If anyone tells you they are not familiar with this phenomenon, that they have not felt the burn, that they have not let slip through that one percent, even for a little while, they are lying. We’ve all been in that self-created hell. We’ve all heard the alarms going off. We’ve all been in that spot of doing nothing, or doing only those things that will do all but fix the problem, all but put out the fire.

There are temporary solutions, and the Nixon team seemed to try them all. There was action – lots of it meant to create the illusion for both the public and the self that the problem was being worked and was eventually going to go away.

There was blame and paranoia – the thought that the problem wasn’t really all that much of a problem but was a problem because “the enemies” wanted it to be a problem.

And, on occasion, there was alcohol.

Only one thing fixes the burning permanently: Confession. And the inevitable repercussions, which we are all familiar with based on the burning sins we have committed.

Monday, April 9, 2018

"Exaggerating?
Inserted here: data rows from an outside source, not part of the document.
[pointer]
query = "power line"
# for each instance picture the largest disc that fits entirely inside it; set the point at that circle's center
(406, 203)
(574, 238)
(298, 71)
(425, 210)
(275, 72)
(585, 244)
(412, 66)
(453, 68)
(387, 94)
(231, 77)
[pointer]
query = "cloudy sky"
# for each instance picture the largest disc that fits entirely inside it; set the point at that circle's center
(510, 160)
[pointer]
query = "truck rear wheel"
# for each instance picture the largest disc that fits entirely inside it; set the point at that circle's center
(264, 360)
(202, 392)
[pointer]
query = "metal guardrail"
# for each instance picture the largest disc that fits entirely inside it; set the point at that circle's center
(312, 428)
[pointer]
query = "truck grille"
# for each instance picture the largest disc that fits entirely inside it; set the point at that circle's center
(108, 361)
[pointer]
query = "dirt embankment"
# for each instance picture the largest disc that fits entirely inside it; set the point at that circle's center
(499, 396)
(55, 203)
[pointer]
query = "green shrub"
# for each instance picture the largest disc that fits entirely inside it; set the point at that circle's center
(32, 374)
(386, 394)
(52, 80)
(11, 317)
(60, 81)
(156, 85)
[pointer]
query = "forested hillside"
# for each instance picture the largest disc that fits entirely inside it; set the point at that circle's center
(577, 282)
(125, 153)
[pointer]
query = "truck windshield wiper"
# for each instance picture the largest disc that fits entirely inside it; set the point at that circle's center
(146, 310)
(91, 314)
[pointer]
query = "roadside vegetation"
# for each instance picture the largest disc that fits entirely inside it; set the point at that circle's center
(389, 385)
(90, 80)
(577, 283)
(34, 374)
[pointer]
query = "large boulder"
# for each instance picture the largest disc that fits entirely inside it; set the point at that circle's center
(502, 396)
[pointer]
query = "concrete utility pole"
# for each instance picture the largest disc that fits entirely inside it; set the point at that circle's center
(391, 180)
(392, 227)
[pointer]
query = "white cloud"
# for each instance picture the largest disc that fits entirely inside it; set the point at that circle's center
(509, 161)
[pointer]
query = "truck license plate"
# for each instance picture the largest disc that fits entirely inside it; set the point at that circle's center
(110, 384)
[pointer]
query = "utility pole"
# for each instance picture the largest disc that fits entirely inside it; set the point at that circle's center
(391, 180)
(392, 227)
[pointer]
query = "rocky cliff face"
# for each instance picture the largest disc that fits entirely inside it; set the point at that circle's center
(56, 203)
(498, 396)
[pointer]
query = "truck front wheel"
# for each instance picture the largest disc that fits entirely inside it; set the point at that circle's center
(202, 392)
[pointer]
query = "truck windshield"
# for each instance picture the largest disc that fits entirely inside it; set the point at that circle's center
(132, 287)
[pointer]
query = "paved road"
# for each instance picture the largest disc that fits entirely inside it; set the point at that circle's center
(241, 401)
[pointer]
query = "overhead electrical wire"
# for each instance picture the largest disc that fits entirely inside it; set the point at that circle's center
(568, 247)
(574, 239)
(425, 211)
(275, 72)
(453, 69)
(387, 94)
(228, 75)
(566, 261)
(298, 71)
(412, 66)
Honey, We're Living in A Swiss Cheese with A Door."

For the first time in our married life: A homeowner’s insurance claim.

Not really all that excited about it, as we don’t know what it’ll do to our premiums. But nevertheless . . .
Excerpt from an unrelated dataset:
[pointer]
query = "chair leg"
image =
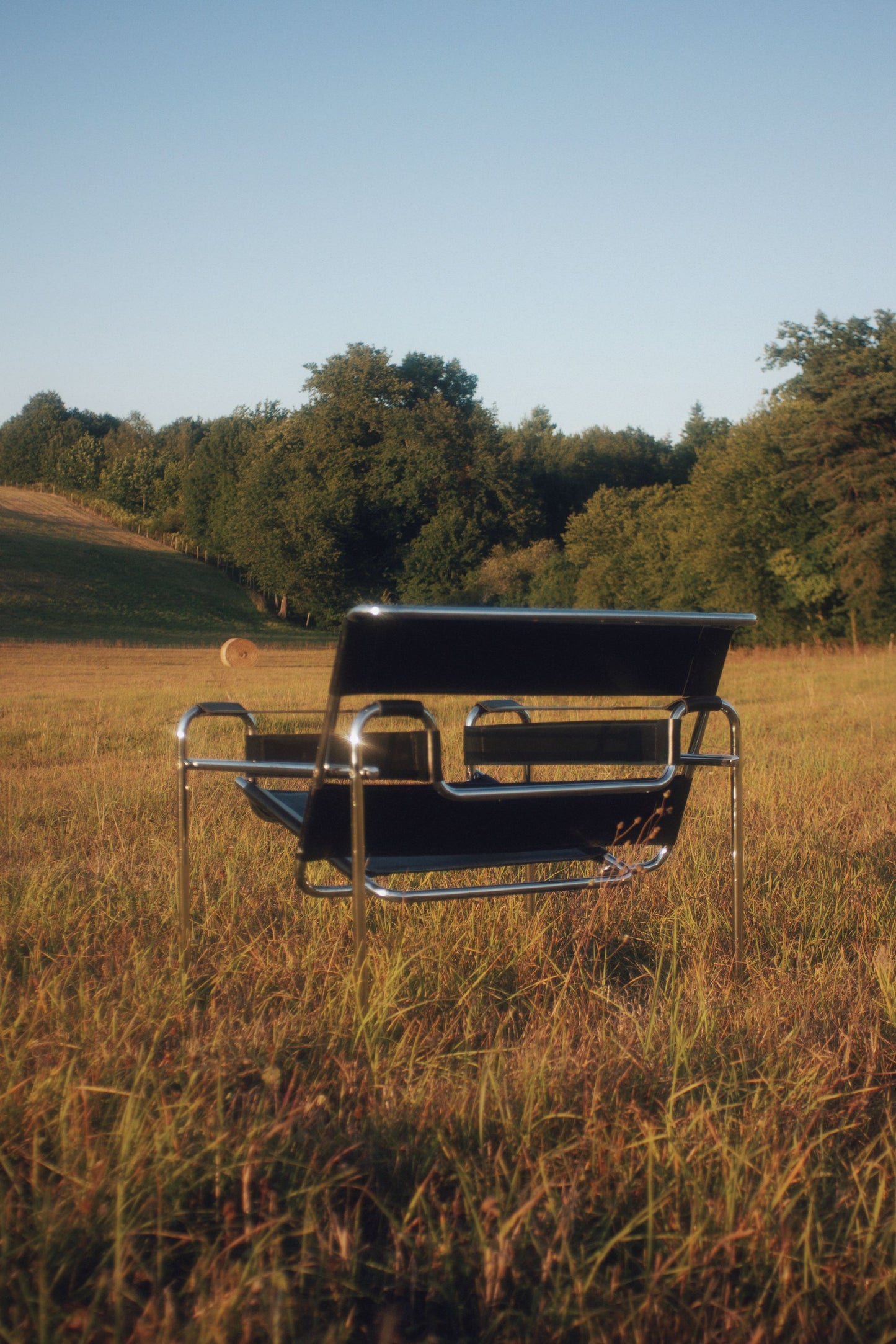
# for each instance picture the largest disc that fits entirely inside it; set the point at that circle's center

Saturday, we had a rather nasty hailstorm, which pelted the neighborhood with stones larger than a quarter. You can drive through the neighborhood and see most every house with shattered and broken siding, and quite a few fences that look like they were the victim of a target-shoot.
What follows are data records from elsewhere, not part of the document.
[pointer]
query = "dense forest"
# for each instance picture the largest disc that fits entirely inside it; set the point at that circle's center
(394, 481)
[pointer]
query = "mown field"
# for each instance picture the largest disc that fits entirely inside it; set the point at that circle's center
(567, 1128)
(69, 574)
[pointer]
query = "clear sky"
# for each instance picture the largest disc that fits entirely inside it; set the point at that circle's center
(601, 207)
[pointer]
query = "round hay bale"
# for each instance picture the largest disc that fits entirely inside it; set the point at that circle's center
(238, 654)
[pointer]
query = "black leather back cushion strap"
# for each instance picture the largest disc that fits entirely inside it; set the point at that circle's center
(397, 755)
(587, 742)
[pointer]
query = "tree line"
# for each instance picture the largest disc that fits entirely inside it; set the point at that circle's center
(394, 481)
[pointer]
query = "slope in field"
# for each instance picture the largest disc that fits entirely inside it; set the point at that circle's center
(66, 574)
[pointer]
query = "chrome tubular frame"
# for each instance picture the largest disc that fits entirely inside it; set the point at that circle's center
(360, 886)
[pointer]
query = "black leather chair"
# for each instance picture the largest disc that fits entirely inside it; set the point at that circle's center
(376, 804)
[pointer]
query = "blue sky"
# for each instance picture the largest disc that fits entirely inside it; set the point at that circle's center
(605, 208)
The siding on the back of the house took more than a dozen hits. We were lucky we didn’t lose any windows, and frankly I’m shocked that we didn’t as those stones were hitting hard and fast. I was expecting this to happen to me at any time:

We’ve talked to the insurance company and will have an adjustor call or most likely come out hopefully this week, though they said they’d received a lot of calls and were pretty busy at the moment. That doesn’t bode well for getting the work done, so we’ll see what happens. Maybe I’ll get lucky and they’ll let me do the work.

I won’t hold my breath on that last one, that’s for sure.

I still need to check the roof – the house is so tall the roof is really hard to see from the back yard. I may have to vault the fence and get a pair of binoculars out.

Ironically, we had Blue Raven solar look at the roof as part of their pre-install inspection, and they saw no problems. Might have to double check what’s going on up there before they put the solar panels in.

It could have been a lot worse. The storm actually started out as a tornado warning, as folks had spotted funnel clouds west of town as the storm rolled in. By the time it got to us, it was just a severe thunderstorm. It was plenty scary without the twisters.

Thursday, April 5, 2018

“Oh! Luncheon!”

Some weeks you’re the fat guy with the meat mincer, some weeks you’re the duck.

This week, I was the duck.

Lots of documents to do at work. Lots of revisions, and then Wednesday, lots of hurried revisions that spilled over into Thursday until about 11 am. I have more to do, but I’m sitting here feeling numb from all the work.

At last count, sixteen documents finished as much as they could be finished today. More to come next week, including those that got backlogged while I was working on the more exciting ones.

Two documents in particular got my attention yesterday, but in the typical roundabout way.

I should have suspected something was up when an operator came to find me Wednesday morning wondering about the status of a document. Found out a few hours later the entire plant was idled as they waited for this document to be revised. Found out a few hours after that, that there were two documents involved. But bonus of bonuses, in the wake of finishing one, the other just kinda finished itself.

Then I went this morning to send the documents to their owner for final approval, only to find twenty five (!) unresolved comments on one of them. I was able to put those off until next week and get the documents out.

And this is STILL better than journalism.